Zhou Weiqing karşılık verdi: "Dikkatli ol. ZhongTian Mücadele Takımı üyeleri sinyal ateşi yaktığına göre orada gerçekten önemli veya güçlü bir şey olmalı. Ya aşırı güçlü bir Cennetsel Canavar ya da WanShou Mücadele Takımı üyesidir. Hemen harekete geçmeyelim, durup neler olacağını bir görelim."
"Sen ne dersen o." Küçük Cadının sevimli ve itaatkâr tavrı Zhou Weiqing'in bir süre ona bakakalmasına yol açmıştı. Sonuçta bir leoparın beneklerini silemeyeceğiniz gibi 'birilerinin' sapık doğasını da yok edemezdiniz.
Çift yavaş ve dikkatli bir şekilde ilerlemeyi sürdürüyor, ilerledikçe Cennetsel Enerjinin izleri artıyor ve çarpışma sesleri duyulmaya başlıyordu.
Otuz yard daha yürüdükten sonra bir ağaç kümesinin ardından manzarayı izleyen Zhou Weiqing, gördükleri karşısında şok olmadan edemedi.
Karşısındaki şey beklentilerinin ötesindeydi, ama aynı zamanda hayal ettiği bir şeydi!
İri, yoğun ormanın ortasındaki geniş açıklıkta, birçok insanın karıştığı bir dövüş vardı.
Pek çok kişinin yer aldığı mücadelelerin en yoğunu ZhongTian Mücadele Takımı lideri Zhan LingTian ve WanShou Mücadele Takımı lideri olan beyazlı bir kız arasında yaşanıyordu. İkili havada çarpışırken vahşi patlama serileri meydana gelmekteydi. İnanılmaz hızlardaki ikiliyi Zhou Weiqing'in yetişim seviyesiyle net olarak görebilmek çok zordu, Weiqing'in tek görebildiği bileklerindeki yedişer set Cevher oldu.
Otuz yaşından önce 7-Cevhere ulaşmak olabileceğin en iyisi sayılırdı.
Sinyal ateşinin izleri silinmeye ve mücadeleler yoğunlaşmaya başlamıştı. İki liderin öncülük ettiği mücadele dışında birçok kişi daha kapışmaktaydı. Tabii ki kişi sayısı az olan taraf WanShou Mücadele Takımı iken çoğunlukta olan taraflar ZhongTIan Mücadele Takımı ve BaoPo Mücadele Takımıydı.

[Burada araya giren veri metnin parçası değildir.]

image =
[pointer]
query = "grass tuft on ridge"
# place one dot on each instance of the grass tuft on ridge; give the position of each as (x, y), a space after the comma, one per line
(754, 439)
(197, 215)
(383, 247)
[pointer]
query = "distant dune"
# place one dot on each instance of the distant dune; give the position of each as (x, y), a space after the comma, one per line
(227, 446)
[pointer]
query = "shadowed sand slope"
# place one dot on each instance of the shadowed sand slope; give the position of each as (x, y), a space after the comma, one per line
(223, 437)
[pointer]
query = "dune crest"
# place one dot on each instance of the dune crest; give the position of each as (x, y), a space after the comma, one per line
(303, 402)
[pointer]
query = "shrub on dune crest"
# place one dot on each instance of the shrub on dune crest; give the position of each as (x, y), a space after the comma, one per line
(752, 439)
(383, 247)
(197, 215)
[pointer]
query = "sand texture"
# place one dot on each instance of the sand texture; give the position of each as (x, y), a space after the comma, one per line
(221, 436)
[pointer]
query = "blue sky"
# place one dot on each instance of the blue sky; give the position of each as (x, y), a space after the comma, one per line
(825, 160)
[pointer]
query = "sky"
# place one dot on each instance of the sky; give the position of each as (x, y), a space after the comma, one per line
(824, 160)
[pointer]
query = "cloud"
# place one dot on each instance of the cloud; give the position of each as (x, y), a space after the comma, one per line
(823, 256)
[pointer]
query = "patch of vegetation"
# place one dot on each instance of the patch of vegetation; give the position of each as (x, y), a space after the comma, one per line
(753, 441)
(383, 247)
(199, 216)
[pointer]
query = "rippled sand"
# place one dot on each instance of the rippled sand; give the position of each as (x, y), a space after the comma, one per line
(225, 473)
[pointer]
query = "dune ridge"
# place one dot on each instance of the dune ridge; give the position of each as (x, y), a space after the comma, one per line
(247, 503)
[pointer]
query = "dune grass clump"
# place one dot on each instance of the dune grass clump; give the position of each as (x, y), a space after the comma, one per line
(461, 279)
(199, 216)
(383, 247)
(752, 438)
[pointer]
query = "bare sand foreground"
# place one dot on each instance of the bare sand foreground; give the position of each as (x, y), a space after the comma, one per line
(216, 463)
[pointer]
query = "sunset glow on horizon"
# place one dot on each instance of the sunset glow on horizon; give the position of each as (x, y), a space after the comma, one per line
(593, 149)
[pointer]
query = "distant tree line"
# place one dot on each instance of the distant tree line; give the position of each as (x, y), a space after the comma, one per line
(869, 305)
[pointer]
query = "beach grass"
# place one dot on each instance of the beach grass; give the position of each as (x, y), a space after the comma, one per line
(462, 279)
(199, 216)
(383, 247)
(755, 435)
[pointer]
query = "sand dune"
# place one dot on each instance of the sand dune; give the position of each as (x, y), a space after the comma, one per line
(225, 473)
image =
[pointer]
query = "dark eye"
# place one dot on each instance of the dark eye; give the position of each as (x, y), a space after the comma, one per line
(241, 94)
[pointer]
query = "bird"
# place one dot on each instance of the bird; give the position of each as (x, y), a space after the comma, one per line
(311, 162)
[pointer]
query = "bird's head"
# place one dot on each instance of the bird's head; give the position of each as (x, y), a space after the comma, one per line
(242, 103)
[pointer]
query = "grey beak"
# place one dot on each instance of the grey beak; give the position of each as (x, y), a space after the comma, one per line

WanShou Mücadele Takımı üyeleri sahiden güçlüydü. Şu anda sekiz üyeleri de oradaydı. Zhan LingTianla dövüşen liderleri dışındaki her üye, ZhongTian ve BaoPo karşısında ikiye karşı tek şeklinde dövüşüyordu. Hepsi kendilerini desteklemesi için birer Cennetsel Canavar çıkartmıştı ve hepsi en az Düşük Seviye Zong Aşaması gibi görünüyordu. İçlerinde yoğun gücüyle anında dikkat çeken, Üst Seviye Zong Aşaması, devasa, bembeyaz bir goril de vardı. Onunla dövüşen kişi de az önce ayrıldıkları Shangguan Fei'er'den başkası değildi.